The mention of my old rank spoke volumes. Someone had made a call during my hour-long wait to see the sheriff. I thought I could detect that bighaired bombshell’s perfume lingering in the air.
“A friend has asked me to look into what happened to a probationer ranger assigned to the Thirty Mile ranger station over in Carrigan County,” I replied.
“A friend,” the sheriff repeated encouragingly. His expression was pleasant, but those crinkly eyes had not lost their hard edge.
I smiled. “One of the rangers at Thirty Mile. She was Janey Howard’s mentor. Apparently, the Park Service has put the case into a let’s-move-on box.”
The Sheriff nodded. “Didn’t happen in Robbins County, that much I know,” he said.
“Yes, sir,” I said. “I understand that nobody knows very much about what happened.”

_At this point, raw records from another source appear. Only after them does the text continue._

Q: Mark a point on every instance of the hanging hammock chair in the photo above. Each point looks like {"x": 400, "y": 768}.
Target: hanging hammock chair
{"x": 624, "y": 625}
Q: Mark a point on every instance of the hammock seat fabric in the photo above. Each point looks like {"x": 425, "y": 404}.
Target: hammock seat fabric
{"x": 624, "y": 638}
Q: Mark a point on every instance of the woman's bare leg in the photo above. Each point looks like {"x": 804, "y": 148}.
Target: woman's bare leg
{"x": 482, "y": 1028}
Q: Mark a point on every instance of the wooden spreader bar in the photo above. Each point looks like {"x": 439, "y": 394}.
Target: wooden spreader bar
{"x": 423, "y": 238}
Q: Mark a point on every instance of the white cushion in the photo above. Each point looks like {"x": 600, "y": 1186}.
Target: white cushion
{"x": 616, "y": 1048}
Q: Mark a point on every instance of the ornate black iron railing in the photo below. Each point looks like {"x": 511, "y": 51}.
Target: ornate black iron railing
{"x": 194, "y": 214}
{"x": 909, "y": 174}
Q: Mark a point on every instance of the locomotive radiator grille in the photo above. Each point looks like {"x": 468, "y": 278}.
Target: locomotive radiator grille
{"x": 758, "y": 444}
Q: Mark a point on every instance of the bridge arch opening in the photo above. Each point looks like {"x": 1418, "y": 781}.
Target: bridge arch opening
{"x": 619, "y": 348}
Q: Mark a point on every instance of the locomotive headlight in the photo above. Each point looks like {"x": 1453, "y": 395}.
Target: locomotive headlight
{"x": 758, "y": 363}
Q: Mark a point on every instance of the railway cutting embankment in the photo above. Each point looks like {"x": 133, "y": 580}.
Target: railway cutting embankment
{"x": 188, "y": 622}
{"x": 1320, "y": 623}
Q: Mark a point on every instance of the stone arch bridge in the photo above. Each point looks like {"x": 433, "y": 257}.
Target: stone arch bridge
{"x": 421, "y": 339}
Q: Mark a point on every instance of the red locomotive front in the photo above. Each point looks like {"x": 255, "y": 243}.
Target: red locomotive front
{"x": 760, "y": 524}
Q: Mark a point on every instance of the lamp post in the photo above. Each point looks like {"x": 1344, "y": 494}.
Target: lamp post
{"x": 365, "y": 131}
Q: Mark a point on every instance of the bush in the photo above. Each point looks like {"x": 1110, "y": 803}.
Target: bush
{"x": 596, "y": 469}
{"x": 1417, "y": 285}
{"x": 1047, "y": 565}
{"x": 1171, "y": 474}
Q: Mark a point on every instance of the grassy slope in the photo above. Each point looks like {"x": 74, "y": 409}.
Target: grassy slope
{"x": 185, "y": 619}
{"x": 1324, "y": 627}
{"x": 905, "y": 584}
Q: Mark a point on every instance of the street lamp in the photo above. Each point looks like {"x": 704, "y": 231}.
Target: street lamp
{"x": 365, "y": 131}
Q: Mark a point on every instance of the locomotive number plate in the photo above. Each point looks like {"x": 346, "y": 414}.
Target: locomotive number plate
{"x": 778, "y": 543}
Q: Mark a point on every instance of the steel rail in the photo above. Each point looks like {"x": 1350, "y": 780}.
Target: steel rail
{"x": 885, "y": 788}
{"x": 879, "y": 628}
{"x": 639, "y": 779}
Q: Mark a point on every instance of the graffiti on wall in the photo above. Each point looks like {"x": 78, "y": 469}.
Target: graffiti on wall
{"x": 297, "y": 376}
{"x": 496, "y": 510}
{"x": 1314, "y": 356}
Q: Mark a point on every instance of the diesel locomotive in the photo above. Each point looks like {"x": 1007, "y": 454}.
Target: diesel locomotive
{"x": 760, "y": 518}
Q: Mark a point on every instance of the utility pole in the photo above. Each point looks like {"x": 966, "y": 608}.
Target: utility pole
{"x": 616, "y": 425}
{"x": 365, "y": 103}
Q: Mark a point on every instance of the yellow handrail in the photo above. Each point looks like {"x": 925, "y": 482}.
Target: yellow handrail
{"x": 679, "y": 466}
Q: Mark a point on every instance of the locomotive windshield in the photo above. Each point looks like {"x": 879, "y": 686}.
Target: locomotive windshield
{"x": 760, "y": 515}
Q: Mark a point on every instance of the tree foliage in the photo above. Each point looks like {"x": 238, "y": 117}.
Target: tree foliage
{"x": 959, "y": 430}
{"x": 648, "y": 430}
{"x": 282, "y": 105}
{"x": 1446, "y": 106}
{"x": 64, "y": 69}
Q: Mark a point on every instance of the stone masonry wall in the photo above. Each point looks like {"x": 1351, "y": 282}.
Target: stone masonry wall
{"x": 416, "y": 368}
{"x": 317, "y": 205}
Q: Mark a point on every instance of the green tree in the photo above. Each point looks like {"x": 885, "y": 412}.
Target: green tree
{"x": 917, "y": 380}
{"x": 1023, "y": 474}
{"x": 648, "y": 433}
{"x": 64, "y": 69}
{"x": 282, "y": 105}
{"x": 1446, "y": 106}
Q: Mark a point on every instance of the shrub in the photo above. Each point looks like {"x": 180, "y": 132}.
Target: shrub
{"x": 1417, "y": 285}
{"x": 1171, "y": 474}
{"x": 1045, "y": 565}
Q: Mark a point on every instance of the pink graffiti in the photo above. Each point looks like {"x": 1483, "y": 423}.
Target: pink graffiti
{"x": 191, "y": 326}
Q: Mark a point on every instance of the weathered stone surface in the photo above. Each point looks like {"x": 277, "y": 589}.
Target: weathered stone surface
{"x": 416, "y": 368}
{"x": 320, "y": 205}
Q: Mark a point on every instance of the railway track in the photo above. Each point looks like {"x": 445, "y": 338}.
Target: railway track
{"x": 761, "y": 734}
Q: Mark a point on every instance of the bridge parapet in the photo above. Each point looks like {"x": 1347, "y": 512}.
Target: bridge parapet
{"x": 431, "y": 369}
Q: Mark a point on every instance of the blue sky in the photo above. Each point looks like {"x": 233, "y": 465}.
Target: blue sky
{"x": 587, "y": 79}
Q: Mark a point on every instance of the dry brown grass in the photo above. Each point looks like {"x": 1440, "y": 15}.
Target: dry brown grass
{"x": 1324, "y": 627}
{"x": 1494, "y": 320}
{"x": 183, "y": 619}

“Now, now,” the sheriff said. “You weren’t listening. I said: It didn’t happen in Robbins County. See, if it had, I’d have known all about it, and we’d have some guilty bastards sweating bullets out in the back cells. Whatever did happen, it must have happened in the national park. That would be on federal land.”
“Bastards, as in plural?” I asked.
M. C. Mingo sat back in his chair and showed some teeth. “Lord love a duck,” he said. “Aren’t you the quick one. Bastards. Plural indeed. Figure of speech, that’s all. Bastards tend to come in small herds in this part of the state.”